I like to get close enough to see the grain or digital artifacts at art galleries just for my own amusement. It's interesting to see who uses which medium, and when. I thought it was interesting how people looked at the colors to make their determination, because I never do that. I guess I've just assumed that color can be adjusted, and is unreliable.
posted by autoclavicle at 4:23 PM on March 17, 2011


It's not an inherent property of film to have more dynamic range than digital

Thanks for your expert opinion.
posted by sgt.serenity at 6:10 PM on March 17, 2011


Yes, we are allowed to go on about HDR. Why would you deny yourself a key tool that allows you to capture the image as you envision it?

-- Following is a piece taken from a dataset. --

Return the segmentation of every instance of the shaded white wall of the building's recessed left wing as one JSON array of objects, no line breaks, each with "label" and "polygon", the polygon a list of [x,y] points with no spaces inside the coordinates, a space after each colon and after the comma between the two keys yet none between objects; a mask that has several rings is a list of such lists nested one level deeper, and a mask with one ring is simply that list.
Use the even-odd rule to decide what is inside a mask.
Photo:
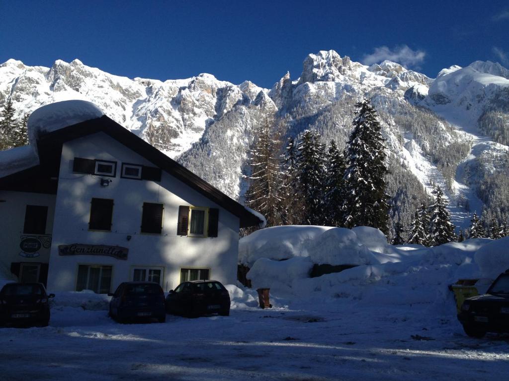
[{"label": "shaded white wall of the building's recessed left wing", "polygon": [[48,207],[46,234],[50,235],[53,229],[55,199],[55,195],[0,190],[0,200],[5,200],[0,202],[0,272],[10,274],[11,262],[49,262],[49,248],[41,247],[38,257],[25,258],[19,255],[19,244],[21,236],[25,235],[23,227],[26,205]]}]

And which film? Chromes are very persnickety, and exposure bungles of a quarter-stop in some cases can have a big impact. How are you scanning it? What kind of contrast control do you need to apply to the image? How about acutance? How are you applying it: in camera, in the film tank, or in the enlarger? Which paper?
posted by Slap*Happy at 9:49 PM on March 17, 2011


sgt.serenity: "It's not an inherent property of film to have more dynamic range than digital

Thanks for your expert opinion
"

There's actually a profound logic to this. Both film grain and sensor photosites receive and react to photons. There's no rule of physics (or chemistry) saying that film grain can receive and correctly register fewer or more photons than a sensor photosite.

And, as was mentioned earlier in the thread, modern sensors are comparable in dynamic range to the best film. Red's Mysterium-X sensor has basically the same dynamic range as 35mm motion picture film.

There's also the much-ignored fact that even though film has a lot of dynamic range, you can't use all of it. Film becomes wildly nonlinear at the bottom and especially at the top (which is why it has so much dynamic range, it's effectively compressing highlights). So you might be able to register detail in the extreme highlights, but trying to correct those highlights to a more reasonable level invariably leads to a grainy mess with weird contrast and non-linear color variations, and is basically unusable.

(And yes, I'm some sort of expert.)
posted by Joakim Ziegler at 2:24 AM on March 18, 2011 [1 favorite]


Yes, we are allowed to go on about HDR. Why would you deny yourself a key tool that allows you to capture the image as you envision it?

I think what he means is that due to the tone mapping used in HDR photography techniques, the final image usually doesn't actually have a higher dynamic range. It is just able to show information outside the camera's dynamic range. Wikipedia.
posted by Quonab at 10:11 AM on March 18, 2011


While we're talking about "high dynamic range" techniques and the technology from RED, I'll just drop this in here. In short, the latest Red cameras have an HDR mode that isn't just a gimmick — it makes really nice images, not just cheesy ones. Couldn't get that shot with a film camera.

Stu Maschwitz's great blog has more info on how this works.
posted by Joey Bagels at 11:21 AM on March 18, 2011 [1 favorite]


...and holy crap, that HDRx shot is pretty amazing.